大横川親水公園に面して立つ「ささやカフェ」は、2013年のオープン。「野菜を楽しもう!」がコンセプトのオーガニックカフェで、メニューは動物性のものを一切使わないヴィーガンフードが中心。飲み物やマフィン、スコーンなどの軽食から、カレーやサンドイッチといった食事も提供している。
「ささやカフェ」が立つ「すみだパークプレイス」の街区は、水あめ製造業「ささや」の工場跡地だ。敷地内には劇場や芝居・ダンスの稽古場、ギャラリーなども設けられており、カフェにもイベントスペースが併設されている。「すみだパーク」の名は、これらの施設を含んだ街区全体の愛称でもある。
カフェとなっているのは昭和40年代に建てられた倉庫をリノベーションした建物で、背の高い切妻屋根が2棟連結した建物が印象的だ。1782年に日本橋で創業した「ささや」がこの地に移転し、戦後倉庫業に転換してから貸し倉庫として使用していた。カフェの名前には、そんな歴史も受け継がれている。
テーブルが並ぶ店内は明るく開放感があり、倉庫の雰囲気はあまり感じさせない。とはいえもとは人の滞在を前提としていない建物だ。「電気やガス、水道を引くのが大変でした」と話すのは、リノベーションを担当したアンドロッジの代表・畑山慶氏。改装にあたっては、バリアフリーも兼ねて床を50cmほどかさ上げし、配管を埋設。ガスはプロパン。トイレは独立した建物を倉庫内に建てるような構造として、飲食店への用途変更を実現した。
なかでもこだわったのが、公園からのアプローチだ。実は前面の大横川親水公園は、公園であるとともに法律上は河川あつかい。一定以上の高さの堤防を設けなければならず、しかも公園に出入口を設けるなど通常では認められない。畑山氏は語る。「それでもファサードは公園側に向けたかったんです」
折しも業平橋のたもとにスカイツリーが開業し、公園を通る回遊者の増加が見込まれていた。行政とも、カフェの存在が公園の魅力向上につながるいう認識が一致。店内のトイレを公園利用者に開放することなどを条件に、カフェが「公園の一部」として認められることになったという。
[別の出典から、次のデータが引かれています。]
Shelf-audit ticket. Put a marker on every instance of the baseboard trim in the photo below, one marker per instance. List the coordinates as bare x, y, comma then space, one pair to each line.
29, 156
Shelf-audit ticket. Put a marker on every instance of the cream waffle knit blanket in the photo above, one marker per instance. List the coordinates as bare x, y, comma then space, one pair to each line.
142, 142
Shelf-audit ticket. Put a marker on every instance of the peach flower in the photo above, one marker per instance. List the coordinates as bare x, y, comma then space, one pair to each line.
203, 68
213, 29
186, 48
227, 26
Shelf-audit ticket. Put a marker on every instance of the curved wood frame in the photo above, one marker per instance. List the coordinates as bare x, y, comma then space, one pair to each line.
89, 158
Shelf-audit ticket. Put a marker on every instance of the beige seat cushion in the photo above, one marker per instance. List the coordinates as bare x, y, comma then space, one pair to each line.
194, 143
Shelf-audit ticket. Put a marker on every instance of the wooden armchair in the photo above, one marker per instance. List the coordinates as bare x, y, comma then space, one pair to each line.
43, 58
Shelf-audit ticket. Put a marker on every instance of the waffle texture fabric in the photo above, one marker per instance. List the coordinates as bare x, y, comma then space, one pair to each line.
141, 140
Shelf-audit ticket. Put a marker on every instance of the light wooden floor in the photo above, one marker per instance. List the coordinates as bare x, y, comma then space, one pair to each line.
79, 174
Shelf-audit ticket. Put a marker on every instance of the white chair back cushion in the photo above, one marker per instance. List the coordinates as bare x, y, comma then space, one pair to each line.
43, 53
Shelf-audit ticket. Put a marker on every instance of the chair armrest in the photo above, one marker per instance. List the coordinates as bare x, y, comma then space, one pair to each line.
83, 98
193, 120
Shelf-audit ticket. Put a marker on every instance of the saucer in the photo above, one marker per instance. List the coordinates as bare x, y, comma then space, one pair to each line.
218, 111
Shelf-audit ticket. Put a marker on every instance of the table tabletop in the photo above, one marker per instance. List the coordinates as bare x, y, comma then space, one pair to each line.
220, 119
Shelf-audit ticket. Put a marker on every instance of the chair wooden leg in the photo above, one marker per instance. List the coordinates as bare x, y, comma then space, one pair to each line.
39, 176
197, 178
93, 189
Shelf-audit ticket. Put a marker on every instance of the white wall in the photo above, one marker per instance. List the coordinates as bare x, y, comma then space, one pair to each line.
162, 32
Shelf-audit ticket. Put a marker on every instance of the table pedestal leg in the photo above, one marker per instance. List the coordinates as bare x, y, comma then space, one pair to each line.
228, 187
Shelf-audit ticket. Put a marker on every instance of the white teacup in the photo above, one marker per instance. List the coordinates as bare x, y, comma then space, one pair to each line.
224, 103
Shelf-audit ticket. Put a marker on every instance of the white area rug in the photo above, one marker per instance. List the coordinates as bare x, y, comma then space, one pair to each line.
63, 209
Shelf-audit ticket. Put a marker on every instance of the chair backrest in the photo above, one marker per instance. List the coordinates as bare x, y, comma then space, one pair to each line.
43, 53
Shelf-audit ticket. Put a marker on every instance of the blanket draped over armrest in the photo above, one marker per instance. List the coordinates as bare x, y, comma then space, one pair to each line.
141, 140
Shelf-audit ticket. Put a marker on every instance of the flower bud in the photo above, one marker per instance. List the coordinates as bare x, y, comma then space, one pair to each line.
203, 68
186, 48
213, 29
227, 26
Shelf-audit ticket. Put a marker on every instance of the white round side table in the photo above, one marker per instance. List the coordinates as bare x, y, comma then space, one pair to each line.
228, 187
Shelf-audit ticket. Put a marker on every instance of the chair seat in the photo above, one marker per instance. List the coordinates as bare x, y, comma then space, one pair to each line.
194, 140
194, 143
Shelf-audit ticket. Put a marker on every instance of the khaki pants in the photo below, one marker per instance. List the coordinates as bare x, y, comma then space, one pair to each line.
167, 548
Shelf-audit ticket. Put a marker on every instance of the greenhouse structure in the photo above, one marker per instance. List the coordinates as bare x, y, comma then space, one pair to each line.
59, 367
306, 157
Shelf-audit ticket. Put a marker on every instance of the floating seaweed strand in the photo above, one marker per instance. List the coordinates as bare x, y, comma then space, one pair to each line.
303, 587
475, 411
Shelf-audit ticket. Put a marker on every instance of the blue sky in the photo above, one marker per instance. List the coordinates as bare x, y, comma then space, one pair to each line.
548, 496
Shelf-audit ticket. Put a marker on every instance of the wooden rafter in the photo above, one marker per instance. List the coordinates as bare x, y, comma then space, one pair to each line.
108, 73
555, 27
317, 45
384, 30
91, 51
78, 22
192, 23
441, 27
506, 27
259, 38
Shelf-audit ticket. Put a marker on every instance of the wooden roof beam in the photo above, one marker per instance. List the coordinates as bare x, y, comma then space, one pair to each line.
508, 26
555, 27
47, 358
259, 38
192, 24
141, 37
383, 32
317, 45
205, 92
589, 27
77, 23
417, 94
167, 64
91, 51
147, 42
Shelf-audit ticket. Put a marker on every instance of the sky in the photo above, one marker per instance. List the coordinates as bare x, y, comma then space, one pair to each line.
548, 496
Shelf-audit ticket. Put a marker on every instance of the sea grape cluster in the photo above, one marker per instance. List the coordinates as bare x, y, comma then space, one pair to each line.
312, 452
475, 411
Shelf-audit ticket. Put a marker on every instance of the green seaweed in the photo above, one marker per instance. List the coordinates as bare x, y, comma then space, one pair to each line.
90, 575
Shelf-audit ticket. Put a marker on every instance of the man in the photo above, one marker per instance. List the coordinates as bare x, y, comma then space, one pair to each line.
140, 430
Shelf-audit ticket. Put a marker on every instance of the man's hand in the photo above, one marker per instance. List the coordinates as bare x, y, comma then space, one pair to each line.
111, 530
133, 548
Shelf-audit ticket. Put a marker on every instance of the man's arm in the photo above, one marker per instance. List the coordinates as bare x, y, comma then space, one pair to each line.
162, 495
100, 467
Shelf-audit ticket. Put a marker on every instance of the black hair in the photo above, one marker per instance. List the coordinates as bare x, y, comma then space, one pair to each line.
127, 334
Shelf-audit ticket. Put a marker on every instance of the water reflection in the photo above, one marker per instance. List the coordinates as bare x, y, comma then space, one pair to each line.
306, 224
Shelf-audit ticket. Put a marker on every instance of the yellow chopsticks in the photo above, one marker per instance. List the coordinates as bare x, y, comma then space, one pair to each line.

切り立った堤防は劇場の客席のような階段に生まれ変わり、スロープも設けた。やがて、散歩中にちょっと立ち寄ったり、ランチを楽しんだりする人が増えると、近隣の子供や高齢者が中心だった公園の利用者層も少しづつ変わってきたという。
かつて水運が盛んだったころ。大横川沿いの建物は、ほとんどが川におもてを向けていた。やがて物流の主役が陸運に変わると、道におもてを向けるようになった。そして今、公園となったかつての川には、船ではなく人が行き交っている。
「いつか、まわりの建物も公園の方にファサードを向けるようなったらおもしろいですよね」。「ささやカフェ」を運営するベルモックの篠原要マネージャーは、公園に目を向けながら話す。
水あめ工場だった一画は、今ではアートやカルチャーの集積地として注目されつつある。その視線は、きっとかつての川にも向けられるはずだ。